Ein privat oder geschäftlich genutztes Auto ist heute eines der am schlechtesten ausgelasteten Güter der Welt – auch dieser Meinung ist der Konzern-Boss. Es werde durchschnittlich nur rund eine Stunde am Tag genutzt und stehe den Rest der Zeit nur herum. Das Problem: „Der Lebenszyklus ist dadurch sehr lang. Die Konsequenz: Wenig umweltfreundliche, veraltete Technologien werden zu lange im Straßenverkehr eingesetzt“. Eine verbesserte Nutzung würde den Wandel beschleunigen.
„Klimaschutz und Lebensqualität stellen keine Gegensätze dar“
Dazu ließ es sich Diess natürlich auch nicht nehmen, von einem seiner Lieblingsprojekte zu sprechen: elektrischen, autonom fahrende Robotaxis. So hatten die Wolfsburger auf der „New Auto Night“ des Volkswagen Konzerns am Vorabend der IAA den ID.Buzz AD (Autonomes Driving), siehe Bild, vorgestellt. Schaut man in die nahe Zukunft, soll seine Technik die Grundlage für autonomes Fahren sein. Robotaxis, die also wie von Geisterhand fahren werden, seien eine Art Heilsbringer, die den ganzen Tag ohne Pause fahren und mehr Menschen als heute auf einer Fahrt transportieren könnten. Das soll folglich auch zu einer hocheffizienten Nutzung mit weniger Autos und weniger Parkplätzen in den Städten führen. Darüber hinaus könne Carsharing die Nutzung auf etwa 2 Stunden pro Tag verdoppeln, was eine wesentliche Verbesserung der Nutzung sei und zur Reduzierung benötigter Parkplätze führe. „Der technologische Gamechanger wird der virtuelle Schlüssel auf Ihrem Smartphone sein, mit dem Sie rund um die Uhr einfachen Zugang zu einer großen Fahrzeugflotte haben. Eine Mehrzwecknutzung der Flotten mit nur einem Schlüssel kann die Auslastung der Autos im Vergleich zu heute um das Drei- oder Vierfache erhöhen“, fügt der Manager hinzu.
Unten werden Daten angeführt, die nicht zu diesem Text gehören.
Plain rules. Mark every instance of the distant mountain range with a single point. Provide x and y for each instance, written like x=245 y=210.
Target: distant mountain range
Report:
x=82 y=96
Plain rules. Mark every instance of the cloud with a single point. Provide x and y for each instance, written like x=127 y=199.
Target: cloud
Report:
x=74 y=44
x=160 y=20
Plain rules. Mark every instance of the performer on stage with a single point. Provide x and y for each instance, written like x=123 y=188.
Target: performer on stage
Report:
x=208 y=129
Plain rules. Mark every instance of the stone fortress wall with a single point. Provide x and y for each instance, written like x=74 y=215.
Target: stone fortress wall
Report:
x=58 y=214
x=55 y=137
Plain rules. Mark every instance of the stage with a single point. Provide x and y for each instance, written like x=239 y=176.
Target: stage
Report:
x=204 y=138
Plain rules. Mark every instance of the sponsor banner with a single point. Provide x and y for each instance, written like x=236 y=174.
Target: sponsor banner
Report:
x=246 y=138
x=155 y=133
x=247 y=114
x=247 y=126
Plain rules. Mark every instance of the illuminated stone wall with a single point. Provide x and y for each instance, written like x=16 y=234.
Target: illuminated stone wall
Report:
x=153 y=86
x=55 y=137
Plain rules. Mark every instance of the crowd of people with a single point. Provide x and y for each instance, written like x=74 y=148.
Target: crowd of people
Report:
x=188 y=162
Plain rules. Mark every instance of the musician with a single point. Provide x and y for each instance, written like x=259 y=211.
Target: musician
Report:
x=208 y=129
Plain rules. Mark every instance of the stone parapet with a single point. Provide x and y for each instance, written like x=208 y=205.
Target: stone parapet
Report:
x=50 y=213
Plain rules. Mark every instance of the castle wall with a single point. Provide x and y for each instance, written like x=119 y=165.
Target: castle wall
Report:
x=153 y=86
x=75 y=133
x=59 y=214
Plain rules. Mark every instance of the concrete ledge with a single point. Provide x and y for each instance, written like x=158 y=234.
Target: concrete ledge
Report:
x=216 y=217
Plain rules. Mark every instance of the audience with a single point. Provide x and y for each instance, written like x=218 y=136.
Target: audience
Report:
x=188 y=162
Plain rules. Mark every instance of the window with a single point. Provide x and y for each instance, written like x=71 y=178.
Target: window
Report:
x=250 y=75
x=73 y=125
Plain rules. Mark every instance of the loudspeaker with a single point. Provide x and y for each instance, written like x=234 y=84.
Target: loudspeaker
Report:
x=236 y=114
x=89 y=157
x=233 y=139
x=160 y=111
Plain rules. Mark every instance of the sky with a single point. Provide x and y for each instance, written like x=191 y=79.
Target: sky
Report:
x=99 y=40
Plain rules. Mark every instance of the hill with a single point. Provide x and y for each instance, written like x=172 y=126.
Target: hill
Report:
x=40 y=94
Wenn es also nach Herbert Diess geht, findet die Zukunft der Mobilität im besseren Einklang mit Natur und Umwelt statt. Sie werde nachhaltiger, komfortabler und sicherer. Erforderlich sei jedoch die Bereitschaft zum Wandel und ein gemeinsames Vorgehen von Politik, Wirtschaft und Gesellschaft beim Aufbau der Infrastrukturen. Instrumente wie die CO2-Bepreisung fördern Prozesse zum Aufbau von erneuerbaren Energien. Klimaschutz und Lebensqualität stellen keine Gegensätze dar, vor allem weil Klimaschutz günstiger sei als die Anpassung an den Klimawandel.
Doch auch, wenn Diess‘ Engagement sicherlich als löblich tituliert werden kann, zeigten sich Greenpeace-Aktivisten bei einer Konfrontation auf der IAA „not amused“. Sie warfen ihm vor, sein Dekarbonisierungspfad sei nicht mit dem angesprochenen 1,5-Grad-Ziel kompatibel. So stand auf Plakaten mit gefetteten V und W geschrieben: „Von Wegen Klimaschutz“. Wie die Süddeutsche Zeitung berichtet, kann Herbert Diess die Anschuldigungen kaum nachvollziehen. Im Interview heißt es: „Es macht aus meiner Sicht keinen Sinn, dass wir im Mittelpunkt der Proteste stehen“. Volkswagen unternehme „große Anstrengungen“, den CO₂-Ausstoß zu reduzieren. Tatsächlich ist bekannt, dass der VW-Konzern in den nächsten Jahren hohe, zweistellige Milliardenbeträge in die Entwicklung von Elektroautos und die nachhaltigere Batterieproduktion investiert. Außerdem werde in Deutschland derzeit noch etwa ein Viertel des Stroms über die Verbrennung von Braunkohle erzeugt. „So gesehen käme die Umstellung auf die Elektromobilität sogar noch ‚zu früh'“, heißt es im SZ-Interview weiter.